Concerning the diastolic load-dependent phenomena, we have proposed a simple modeling ingredient with a variable following a first-order dynamics that is used to weigh the activation function, to account for the variations of unbinding kinetics due to steric effects in the sarcomere. We have found that this—combined with the strain rate unbinding term associated with the parameter \(\alpha \)—allows to reproduce quite accurately the effects measured in the experimental data. However, we do not claim that the same level of validation has been achieved here as for systolic effects, since diastolic effects are much more subtle to characterize based on experimental data. Furthermore, such effects intervene in a different manner in actual cardiac physiology, in which diastole starts with an isovolumic phase, as opposed to isometric in the experimental protocol—recall Fig. 5a where only the two orthogonal segments 1-2-3 are explored in both directions instead of a full cycle. This means that detailed measurements would also be required to investigate this issue, and possibly to reconcile these effects with the variable elastance theory, or to identify in which specific context the effects in question may represent a departure from this theory.

6 Conclusion

We have proposed a generic approach for deriving reduced-dimensional versions of a 3D heart model.

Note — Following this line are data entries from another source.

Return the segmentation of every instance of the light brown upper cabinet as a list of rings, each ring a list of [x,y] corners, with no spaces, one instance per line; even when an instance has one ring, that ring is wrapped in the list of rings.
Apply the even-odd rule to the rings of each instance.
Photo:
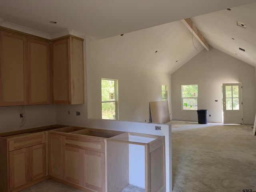
[[[28,38],[28,104],[50,102],[50,44]]]
[[[49,40],[0,29],[0,106],[50,103]]]
[[[0,104],[27,104],[26,38],[0,32]]]
[[[71,35],[52,40],[53,103],[84,103],[83,42]]]

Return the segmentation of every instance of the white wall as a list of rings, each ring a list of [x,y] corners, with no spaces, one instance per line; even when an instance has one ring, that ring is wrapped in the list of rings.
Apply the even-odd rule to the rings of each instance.
[[[94,104],[90,103],[92,101],[92,98],[93,98],[96,96],[92,94],[90,94],[91,92],[91,89],[93,89],[95,85],[94,82],[90,81],[90,78],[93,78],[94,74],[93,73],[91,70],[91,68],[93,68],[93,64],[90,64],[90,53],[91,51],[90,50],[90,42],[88,38],[86,37],[81,37],[86,39],[84,44],[84,51],[85,56],[85,72],[84,72],[84,84],[85,86],[85,104],[80,105],[58,105],[56,106],[56,123],[58,124],[66,125],[72,125],[74,126],[81,126],[90,128],[96,128],[103,129],[108,129],[110,130],[121,130],[122,131],[142,133],[146,134],[150,134],[156,135],[165,136],[165,150],[166,150],[166,191],[170,191],[170,189],[172,188],[172,148],[171,148],[171,128],[170,125],[159,125],[152,123],[146,123],[145,122],[135,122],[128,121],[115,121],[111,120],[106,120],[101,119],[94,119],[90,118],[90,114],[91,111],[90,108],[92,108],[95,107]],[[86,56],[87,56],[86,57]],[[95,70],[95,69],[94,69]],[[118,73],[117,72],[116,74]],[[97,74],[95,75],[97,75]],[[128,78],[130,77],[131,74],[130,74]],[[154,77],[152,78],[154,79]],[[99,77],[100,82],[101,77]],[[167,80],[169,77],[167,76]],[[123,79],[122,78],[122,79]],[[125,80],[125,78],[123,79]],[[154,81],[153,80],[152,81]],[[87,82],[88,83],[87,83]],[[167,80],[168,82],[168,80]],[[167,84],[168,85],[168,84]],[[161,97],[161,85],[160,84],[159,87],[159,94],[157,95],[159,97]],[[99,84],[99,89],[100,90],[100,84]],[[152,88],[150,85],[147,86],[150,90]],[[138,89],[139,87],[136,87],[136,89]],[[120,89],[119,92],[120,90]],[[140,92],[140,94],[142,94]],[[145,95],[144,97],[146,97]],[[119,95],[119,97],[120,97]],[[144,98],[144,97],[143,97]],[[145,98],[144,98],[145,99]],[[160,100],[160,98],[159,99]],[[100,98],[99,102],[100,104],[101,98]],[[142,104],[144,102],[142,102]],[[147,113],[145,115],[147,118],[148,118],[149,104],[147,102],[147,110],[146,113]],[[89,104],[91,104],[90,105]],[[138,104],[139,105],[140,104]],[[142,107],[141,107],[142,108]],[[146,109],[145,109],[146,110]],[[68,114],[68,111],[70,112]],[[76,112],[79,111],[80,113],[80,116],[76,116]],[[133,113],[133,112],[132,112]],[[142,114],[144,115],[144,114]],[[156,126],[160,125],[162,126],[162,130],[158,131],[155,130]],[[144,166],[144,165],[142,165]],[[143,178],[142,178],[143,179]],[[132,182],[132,181],[131,181]],[[138,184],[137,183],[134,183],[134,184]],[[171,189],[170,190],[171,190]]]
[[[129,52],[124,49],[125,45],[116,43],[119,38],[112,37],[90,43],[90,60],[87,63],[89,117],[101,118],[101,80],[107,78],[118,80],[119,119],[148,122],[149,102],[161,100],[161,86],[169,86],[169,76],[140,66],[135,58],[133,63],[120,60],[120,54],[126,57]],[[124,52],[110,52],[108,48],[115,46],[115,49],[123,49]]]
[[[198,109],[209,110],[208,122],[221,122],[222,84],[242,82],[244,123],[253,124],[255,67],[212,48],[209,52],[202,51],[171,76],[172,119],[198,120],[196,111],[182,110],[182,85],[198,84]]]
[[[20,118],[22,106],[0,107],[0,132],[56,124],[54,105],[26,106],[24,106],[24,109],[26,120],[24,125],[20,127],[22,120]]]

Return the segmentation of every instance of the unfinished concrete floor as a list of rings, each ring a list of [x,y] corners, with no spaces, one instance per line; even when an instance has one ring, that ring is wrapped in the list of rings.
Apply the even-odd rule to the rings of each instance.
[[[173,192],[256,191],[252,125],[171,124]]]
[[[121,192],[144,192],[144,189],[129,185]],[[84,192],[84,191],[48,179],[20,192]]]

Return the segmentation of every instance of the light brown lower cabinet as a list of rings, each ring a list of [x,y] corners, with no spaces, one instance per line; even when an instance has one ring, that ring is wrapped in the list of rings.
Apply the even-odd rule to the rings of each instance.
[[[49,175],[63,179],[63,136],[48,134]]]
[[[63,146],[64,179],[93,191],[105,191],[105,154]]]
[[[46,155],[45,143],[10,151],[10,189],[45,176]]]
[[[16,132],[0,136],[1,192],[18,192],[48,177],[46,132]]]
[[[72,127],[62,129],[64,132],[74,130],[76,128]],[[89,129],[72,132],[90,134]],[[86,192],[105,192],[106,140],[100,137],[50,132],[48,140],[50,177]]]

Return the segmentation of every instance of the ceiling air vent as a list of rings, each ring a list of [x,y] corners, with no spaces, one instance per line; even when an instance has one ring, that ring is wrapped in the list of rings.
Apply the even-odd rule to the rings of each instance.
[[[241,51],[243,51],[243,52],[245,52],[245,50],[242,49],[242,48],[239,48],[239,50],[241,50]]]
[[[243,28],[246,28],[246,24],[245,24],[245,23],[243,23],[242,22],[239,22],[239,21],[237,21],[236,24],[238,26],[240,26],[240,27],[242,27]]]

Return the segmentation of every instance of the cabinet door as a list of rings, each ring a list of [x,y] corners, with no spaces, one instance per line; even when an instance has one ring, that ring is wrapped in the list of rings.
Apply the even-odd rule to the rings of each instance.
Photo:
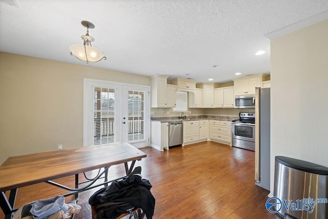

The 1D model was intended to accurately represent the behavior of elongated structures such as muscle samples or myocytes, and we achieved a detailed validation of our model based on experimental data produced with papillary muscles, in particular concerning length-dependence effects in both systole and diastole. The 0D model was designed as an approximate representation of a cardiac cavity—typically the left ventricle—and we have obtained some most adequate pressure–volume indicators when running simulations of this model with the parameter values pre-calibrated with the 1D model results, including when assessing the ESPVR and varying elastance properties. The 0D model can also readily be used as a calibration tool for detailed 3D model simulations, or as a boundary condition to an arterial model, whether to prescribe the inflow, or both fluid and solid input conditions when appropriate, see (Moireau et al. 2012).

Moreover, our approach of devising several models within a single hierarchical family sheds some new light on the relations between the phenomena observed at different scales and in different contexts. As could be expected, we find a direct translation of the length-dependence effect modeled at the sarcomere level and the load-dependent contraction of a papillary muscle modeled in our 1D framework. Still more interestingly, considering concurrently the 1D and 0D models allows to directly translate at the organ level some findings obtained at the local level of the sample, and in particular, we have found that the ESPVR curve is a straightforward image in the cardiac function of the length-dependence effects observed at the lower scales. More generally, this modeling framework could be used as a tool for predicting the in vivo manifestations in the heart of phenomena observed—or induced—in vitro in various types of experimental testing, such as for assessing the effects of drugs.

Further perspectives include detailed assessments of a series elasticity contribution in the myocardium constitutive behavior, based on specific data to be obtained. Moreover, estimation methodologies—also known as data assimilation, see (Chapelle et al. 2013) and references therein—can be expected to be particularly effective in reduced-dimensional models to automatically identify model parameters. Indeed, estimation typically leads to very intensive computations in 3D models, and convergence in the estimation process is dependent on the parameter values used as starting points; hence, a preliminary stage of estimation based on a reduced model would be of substantial potential benefit.